Trump proved he's not a real NFL fan with his cringy Super Bowl tweet. But he's not the first president to embarrass himself like that.
The Donald Trump gaffe machine strikes again.
With his impeachment acquittal looming, the 45th president took to Twitter last night to congratulate the Kansas City Chiefs for winning Super Bowl LIV over the shellshocked San Francisco 49ers.
There’s just one problem: He praised Patrick Mahomes and company for making the state of Kansas proud, despite the fact that they’re based in Kansas City, Missouri. And have been since 1963. Oops!
So, no, Trump isn’t really a fan of the newly crowned Super Bowl champions. And it’s likely he doesn’t know all that much about pro football – aside from how to wreck an upstart league in record time [NYT].
Still, he isn’t the first president to embarrass himself when trying to jump on the sports bandwagon.
As with the infamous “covfefe” and “Obama Netflix” incidents, the president’s detractors quickly argued that his now-deleted tweet is proof he isn’t fit to inhabit the White House.
His critics hastily constructed an argument based on an interesting piece of logic. Since Trump doesn’t even understand a basic fact about Midwestern geography, he must not really care about the Kansans and Missourians who live there – and delivered him 16 electoral votes in 2016 [NYT].
Perhaps this is a valid argument. Trump’s grasp of American geography is so poor that you could plausibly argue he doesn’t care about anywhere in the U.S. outside of New York and California (and maybe Florida).

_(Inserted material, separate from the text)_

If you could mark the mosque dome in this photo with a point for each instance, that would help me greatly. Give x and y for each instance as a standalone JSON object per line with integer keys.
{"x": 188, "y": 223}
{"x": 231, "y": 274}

Back in October, he boasted about building a wall with Mexico across the Coloradan border [The Guardian]. Of course, Colorado is 370 miles from the U.S.-Mexico border [The Independent], so I don’t know how that would work out in practice. I also don’t know if I’d ever let Trump drive or fly me anywhere.
To be fair to Donald “I have the best geography” Trump, he isn’t the first sitting U.S. president to embarrass himself while talking about sports.
Most modern presidents have tried to steal popularity from decorated athletes at one point or another [Washington Post]. And many have humiliated themselves in the process, much like the Donald.
In November 2008, then-President George W. Bush welcomed Arizona State’s track and field teams to the White House [NBC]. Innocent enough – until he posed for a photo in which he pulled a hand gesture known as “The Shocker” [Deadspin].
Even media-heartthrob Barack Obama made a fool of himself after Super Bowl XLIX. At a White House ceremony honoring the New England Patriots, Obama made a joke about the “Deflategate” scandal [The Hill] that, predictably enough, fell very flat with its audience.
Especially Rob Gronkowski:
So no, don’t trust Trump to navigate if he invites you on any cross-country road trips. But don’t act like his superficial pretending-to-like-sports shtick is anything unusual. Presidents have been doing it – and embarrassing themselves – for decades.